Bug 1074 - TP_Reactor and Transport_Cache_Manager race to close a connection.
Summary: TP_Reactor and Transport_Cache_Manager race to close a connection.
Status: RESOLVED DUPLICATE of bug 1031
Alias: None
Product: TAO
Classification: Unclassified
Component: ORB (show other bugs)
Version: 1.2
Hardware: All All
: P3 normal
Assignee: DOC Center Support List (internal)
URL:
Depends on:
Blocks:
 
Reported: 2001-10-23 18:55 CDT by gclark
Modified: 2001-10-23 19:50 CDT (History)
0 users

See Also:


Attachments
Test case. (5.46 KB, application/octet-stream)
2001-10-23 18:56 CDT, gclark
Details
Same test case, this time with the correct mime type. (5.46 KB, application/x-zip-compressed)
2001-10-23 19:50 CDT, gclark
Details

Note You need to log in before you can comment on or make changes to this bug.
Description gclark 2001-10-23 18:55:19 CDT
In responding to a socket event indicating the closure of an outgoing 
connection, the TP_Reactor may attempt to access the IIOP connection 
handler during a time in which the connection handler and its associated
 Transport object are not locked or marked busy in any way.  A failure
can occur if the transport cache manager concurrently selects this 
connection for purging.


FAILURE SCENARIO:
-----------------

1.  Server "A" establishes a connection to some remote server "B".
2.  B decides to close the connection at a time when it is quiescent.
3.  In A, the closure of the connection causes the socket to become ready
    for reading.
4.  Hence the leader thread returns from select() and calls
      ACE_TP_Reactor::handle_socket_events().
5.  handle_socket_events() locates the IIOP_Connection_Handler associated
    with the ready file handle.
6.  handle_socket_events() releases the reactor token.
    (Note that at this point, the connection is marked 
           "ACE_RECYCLABLE_IDLE_AND_PURGABLE").
7.  Another thread makes a method invocation on a remote object, causing
    the transport cache manager to purge the connection found in step 5.
    This deletes the IIOP_Connection_Handler.
8.  Back in the leader thread, handle_socket_events() then tries to invoke
    a callback method on the deleted IIOP_Connection_Handler.
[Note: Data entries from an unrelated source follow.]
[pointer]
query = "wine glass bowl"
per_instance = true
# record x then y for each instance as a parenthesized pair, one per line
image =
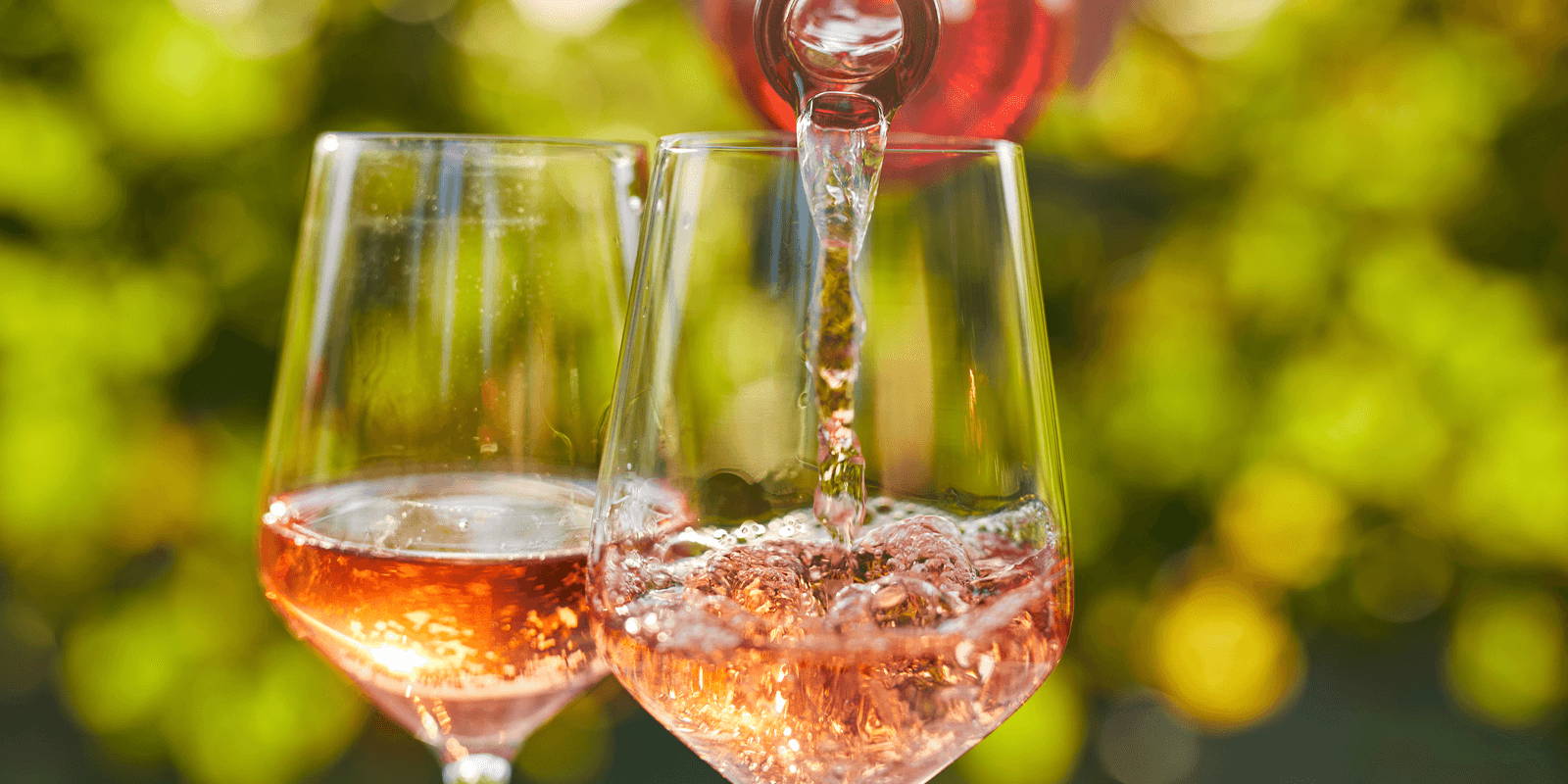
(447, 366)
(781, 648)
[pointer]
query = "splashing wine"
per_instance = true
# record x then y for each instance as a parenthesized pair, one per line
(849, 63)
(784, 656)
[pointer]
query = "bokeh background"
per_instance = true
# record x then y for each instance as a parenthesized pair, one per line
(1306, 266)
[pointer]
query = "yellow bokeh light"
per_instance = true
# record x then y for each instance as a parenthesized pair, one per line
(1507, 656)
(1222, 655)
(1283, 524)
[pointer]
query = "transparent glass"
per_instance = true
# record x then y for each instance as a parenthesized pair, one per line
(447, 365)
(773, 648)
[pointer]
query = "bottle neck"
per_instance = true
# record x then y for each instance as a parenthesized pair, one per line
(882, 49)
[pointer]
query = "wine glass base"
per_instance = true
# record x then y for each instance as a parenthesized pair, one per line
(477, 768)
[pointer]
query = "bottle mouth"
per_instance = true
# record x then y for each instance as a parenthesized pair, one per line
(875, 47)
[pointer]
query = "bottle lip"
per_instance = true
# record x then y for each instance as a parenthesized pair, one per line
(765, 141)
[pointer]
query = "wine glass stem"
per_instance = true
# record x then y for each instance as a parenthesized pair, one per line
(477, 768)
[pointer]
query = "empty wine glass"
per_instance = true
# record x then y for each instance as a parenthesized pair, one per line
(776, 645)
(447, 365)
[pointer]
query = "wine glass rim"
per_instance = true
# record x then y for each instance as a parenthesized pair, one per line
(780, 141)
(333, 138)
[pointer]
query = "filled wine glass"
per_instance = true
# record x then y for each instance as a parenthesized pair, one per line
(830, 541)
(447, 365)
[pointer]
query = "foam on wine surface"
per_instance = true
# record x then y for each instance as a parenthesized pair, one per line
(455, 601)
(784, 656)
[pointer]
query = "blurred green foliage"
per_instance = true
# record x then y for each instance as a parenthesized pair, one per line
(1306, 266)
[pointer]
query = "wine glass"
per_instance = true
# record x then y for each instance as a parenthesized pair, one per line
(449, 358)
(780, 648)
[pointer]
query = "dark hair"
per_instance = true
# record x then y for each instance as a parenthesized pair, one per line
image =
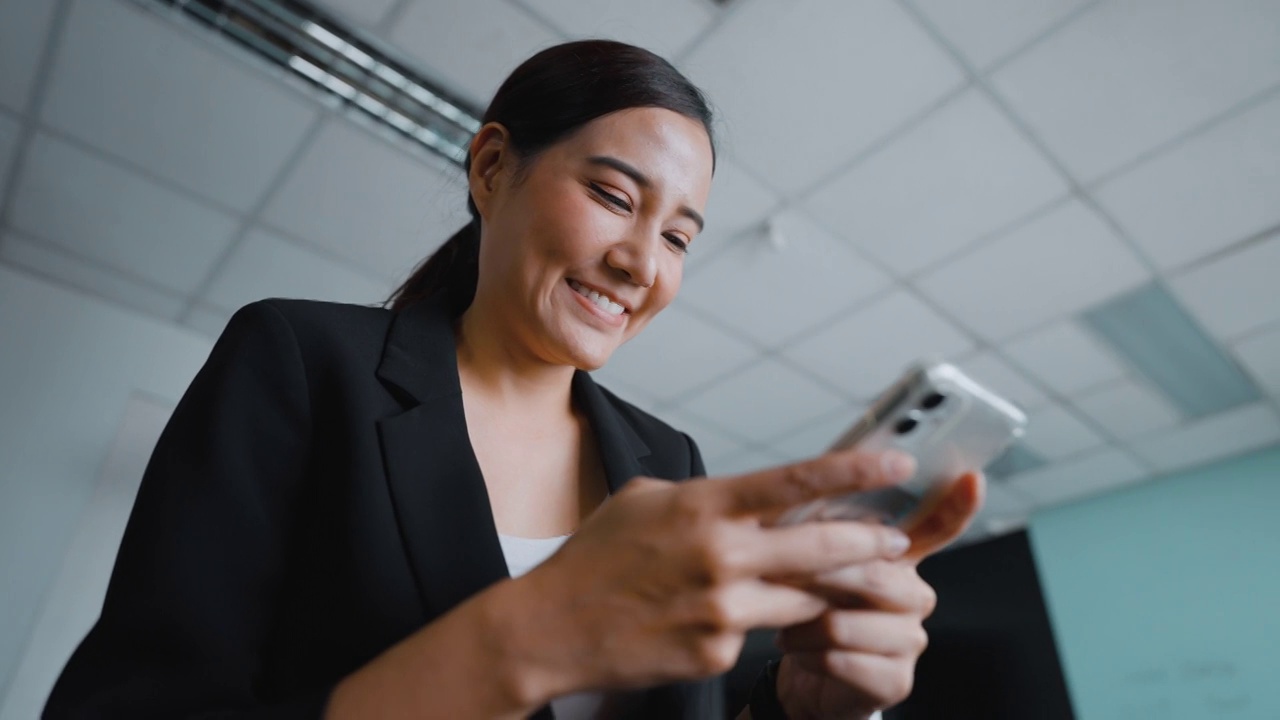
(543, 101)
The attached program demonstrates the bug.

I expect the bug affects all platforms, but I have tested the program on 
Windows 2000 only.



POSSIBLE FIX:
-------------

I don't have a fix or workaround yet.  We are considering replacing the
pending_upcalls counter with a more general reference count in the
ACE_Event_Handler object.  The transport cache manager and the
reactor would "hold" references to the ACE_Event_Handler (which is
the IIOP_Connection_Handler) for appropriate periods to prevent the
race.
Comment 1 gclark 2001-10-23 18:56:03 CDT
Created attachment 92 [details]
Test case.
Comment 2 Nanbor Wang 2001-10-23 19:02:50 CDT
IMHO, it is a duplicate of bug 1020. We have a bugzilla id #1031 which talks 
about the improvements that we want to make to the TP_Reactor. Can we use your 
testcase for bug 1020?
Comment 3 Nanbor Wang 2001-10-23 19:10:55 CDT
I am sort of convinced that this is more or a duplicate of 1031 (and hence 1020)

*** This bug has been marked as a duplicate of 1031 ***
Comment 4 gclark 2001-10-23 19:50:24 CDT
Created attachment 93 [details]
Same test case, this time with the correct mime type.